Nr. 17/2015, Seite 7: Konflikte vorprogrammiert

Parlamentsreport

„Es gibt keine Rechtfertigung für Gewalt gegen Flüchtlinge, Polizei und Rettungskräfte“

Sabine Berninger, Sprecherin für Flüchtlings- und Integrationspolitik, und Steffen Dittes, Sprecher für Innenpolitik der Linksfraktion, hatten eine schnelle Aufklärung der Vorkommnisse in Suhl (19./20.8.) und humanitäre Unterbringungsmöglichkeiten für Flüchtlinge gefordert. „Es gibt keine Rechtfertigung für Gewalt gegen Flüchtlinge, Polizeibeamte und Rettungskräfte, jedoch darf die Versorgung und Unterbringung in der Erstaufnahmeeinrichtung nicht außer Acht gelassen werden“, so Steffen Dittes. Es sei dem Handeln von Polizei und Rettungskräften zu verdanken, dass eine weitere Eskalation und damit eine Gefährdung Dritter schnell ausgeschlossen war.

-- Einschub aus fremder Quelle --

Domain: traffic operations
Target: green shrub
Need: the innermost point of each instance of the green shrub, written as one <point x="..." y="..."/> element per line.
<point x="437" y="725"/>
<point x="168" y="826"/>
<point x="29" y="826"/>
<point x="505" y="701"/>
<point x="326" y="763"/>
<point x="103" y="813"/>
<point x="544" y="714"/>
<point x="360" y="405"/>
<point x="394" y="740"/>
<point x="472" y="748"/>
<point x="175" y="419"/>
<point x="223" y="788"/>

Sabine Berninger sieht die Situation in den Erstaufnahmeeinrichtungen als begünstigend für auftretende Konflikte zwischen den Bewohnern. „Es fehlt in derartigen Einrichtungen an Privatsphäre und Rückzugsmöglichkeiten für die Flüchtlinge, soziale und religiöse Konflikte sind vorprogrammiert und verständlich, gerade wenn Menschen unterschiedlicher Herkunft, mit teils traumatischen Fluchterfahrungen und  ungewisser Perspektive auf engstem Raum zusammen wohnen müssen. Die sozialen und Sicherheitsdienste sind mit der Lage überfordert und können keine kontinuierliche, sichere Betreuung der Flüchtlinge gewährleisten“, so die Abgeordnete. Die Einrichtung in Suhl ist für 1200 Flüchtlinge ausgelegt, jedoch wohnen derzeit um die 1700 Flüchtlinge provisorisch dort.

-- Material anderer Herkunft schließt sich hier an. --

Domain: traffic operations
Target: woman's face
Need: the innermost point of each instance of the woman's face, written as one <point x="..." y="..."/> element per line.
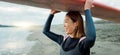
<point x="69" y="25"/>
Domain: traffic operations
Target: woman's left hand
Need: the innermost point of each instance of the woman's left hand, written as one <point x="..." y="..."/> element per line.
<point x="88" y="4"/>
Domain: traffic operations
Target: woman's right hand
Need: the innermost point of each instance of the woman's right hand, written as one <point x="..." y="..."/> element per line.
<point x="54" y="11"/>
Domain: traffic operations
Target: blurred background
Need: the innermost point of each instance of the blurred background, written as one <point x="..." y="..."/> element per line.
<point x="21" y="31"/>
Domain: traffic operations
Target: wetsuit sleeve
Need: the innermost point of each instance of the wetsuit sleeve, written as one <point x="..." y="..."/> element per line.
<point x="89" y="41"/>
<point x="55" y="37"/>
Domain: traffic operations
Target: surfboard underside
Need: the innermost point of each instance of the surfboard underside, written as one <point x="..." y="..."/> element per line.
<point x="100" y="10"/>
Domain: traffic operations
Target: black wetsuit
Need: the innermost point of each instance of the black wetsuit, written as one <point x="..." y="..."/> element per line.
<point x="72" y="46"/>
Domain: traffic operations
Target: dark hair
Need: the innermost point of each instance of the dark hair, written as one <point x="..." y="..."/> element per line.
<point x="75" y="16"/>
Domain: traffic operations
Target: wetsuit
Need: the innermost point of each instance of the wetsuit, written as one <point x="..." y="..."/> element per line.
<point x="73" y="46"/>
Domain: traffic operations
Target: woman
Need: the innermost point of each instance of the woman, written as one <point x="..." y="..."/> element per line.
<point x="77" y="42"/>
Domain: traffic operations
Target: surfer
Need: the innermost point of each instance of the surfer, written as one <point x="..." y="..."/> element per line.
<point x="77" y="42"/>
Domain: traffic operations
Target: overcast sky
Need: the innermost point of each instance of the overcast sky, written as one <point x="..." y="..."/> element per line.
<point x="13" y="13"/>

Es muss eine humanitäre Wohnsituation geschaffen werden, sodass diese Brennpunkte möglichst verringert oder vermieden können. „Die Inbetriebnahme der Einrichtung in Mühlhausen und das Ausweichen auf Ohrdruf sind ein Anfang. Es braucht aber weiterer Standorte und möglicherweise auch bisher unkonventioneller Unterbringungsmöglichkeiten. Dezentrale Unterbringung, auch eine Öffnung des Wohnungsmarktes oder private Hilfe z.B. durch bereits hier lebende Verwandte der neu ankommenden Flüchtlinge, könnten mögliche Varianten sein, die derzeitige Situation zu entlasten“, erläuterte Sabine Berninger.

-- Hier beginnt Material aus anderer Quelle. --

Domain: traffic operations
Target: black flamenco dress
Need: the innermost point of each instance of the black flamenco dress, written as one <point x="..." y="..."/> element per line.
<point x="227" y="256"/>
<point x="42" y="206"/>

Steffen Dittes sagte, dass die Polizei- und Sicherheitskräfte in den Bereichen der interkulturellen und interreligiösen Kompetenzen weitergebildet werden müssen, um bei Konfliktsituation deeskalierend wirken zu können. „Menschen fliehen auf Grund der Bedrohung um Leib und Leben aus ihren Herkunftsländern. Es wäre fatal, Abschiebungen als Element des Strafrechts zu implizieren. Thüringen sowie die Bundesrepublik haben eine gesetzliche Verpflichtung und eine humanitäre Verantwortung. Asyl ist ein Grundrecht, das jedem Menschen bis zur endgültigen Prüfung und Entscheidung zusteht“, so Steffen Dittes. Beide Abgeordnete verwiesen darauf, dass sich die CDU konstruktiv an einer Lösung der aktuellen Problemlage beteiligen und für eine stärkere Willkommenskultur einsetzen solle.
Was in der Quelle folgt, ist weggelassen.